The call for greater transparency in the health care industry in general and in pharmacy benefits in particular has led to the growth of smaller, independent PBMs that charge service fees only, avoiding spread-pricing schemes.
One of them is ApproRx in Waynesville, Ohio. Kyle Fields, president and chief operating officer, said the firm was founded in 2000 by his pharmacist father after “seeing reimbursement rates dropping at the pharmacy level and patients’ bills going up at the same time. He saw that there’s a massive spread between the cost of the drug and what the employer was actually charged. We thought we can do better.”
Fields said ApproRx discloses everything to its client, such as receipts from drug manufacturers and pharmacies, something that large PBMs rarely do, he said. “With publicly traded PBMs you don’t have access to that bill, but you still have to pay it. However, that data is available to shareholders.”

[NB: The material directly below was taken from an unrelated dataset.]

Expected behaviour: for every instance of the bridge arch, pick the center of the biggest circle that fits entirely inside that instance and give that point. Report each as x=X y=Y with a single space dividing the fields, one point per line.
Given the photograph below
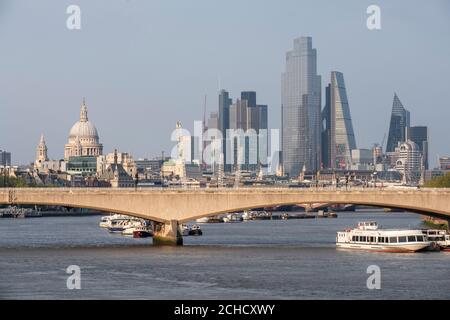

He said that it’s hard to say how many independent PBMs there are, but that the industry is growing gradually. The biggest obstacle is education, he said. Few people know what a PBM is, and the larger firms have a vested interest in keeping it that way, Fields said.
But many employers are happy with the way things are, and have helped PBMs fight industry regulation, Treat said.
“The employers show up at [legislative] hearings and say, ‘We don’t need this law; we don’t need to be protected,’ ” Treat said. “The PBMs go to them and say, ‘This [law] will mess up our relationship’ to the extent that they even understand what that relationship is. If you talk to the consultants, they will tell you that most of them don’t.”